Relation Extraction (RE) aims to detect semantic relationships between entity pairs in natural texts and has proven to be crucial in various natural language processing (NLP) applications, including question-answering and knowledge-base (KB) population.
Typical RE methods follow a supervised approach but require a large number of labeled training data, which is rarely available. For that reason, recent studies focus on distant supervised (DS) approaches that automatically generate a large amount of training data by aligning facts in a KB with sentences mentioning these facts. Even though DS effectively scales RE to larger corpora, it suffers from noisy labels, while existing approaches manage to recognize mainly the top frequent relations.

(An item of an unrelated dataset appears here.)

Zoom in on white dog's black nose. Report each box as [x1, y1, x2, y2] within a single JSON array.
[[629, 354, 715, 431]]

Our paper “Improving Distantly-Supervised Relation Extraction Through BERT-Based Label and Instance Embeddings“, which was recently published in IEEE Access, provides a novel distantly supervised RE method that efficiently suppresses noise and captures a broader set of relations. We achieve this by guiding our model, REDSandT (Relation Extraction with Distant Supervision and Transformers), to focus solely on relational tokens by fine-tuning BERT on a structured input, including the sub-tree connecting an entity pair and the entities’ types. Using the extracted informative vectors of the entity pair, we shape label embeddings, which we also use as an attention mechanism over instances to further reduce noise. Finally, we represent sentences by concatenating relation and instance embeddings with experiments in the two benchmark English datasets to present state-of-the-art results. The following figure shows the sentence representation in REDSandT. Our code, trained models and data are publicly available.
Future work includes extending this work for the scope of the ECARLE project to extract relationships from Greek corpora that exhibit the same limitations addressed in this work; namely, the corpus is constructed through distant supervision by aligning given relational facts to Greek texts while relations are highly imbalanced.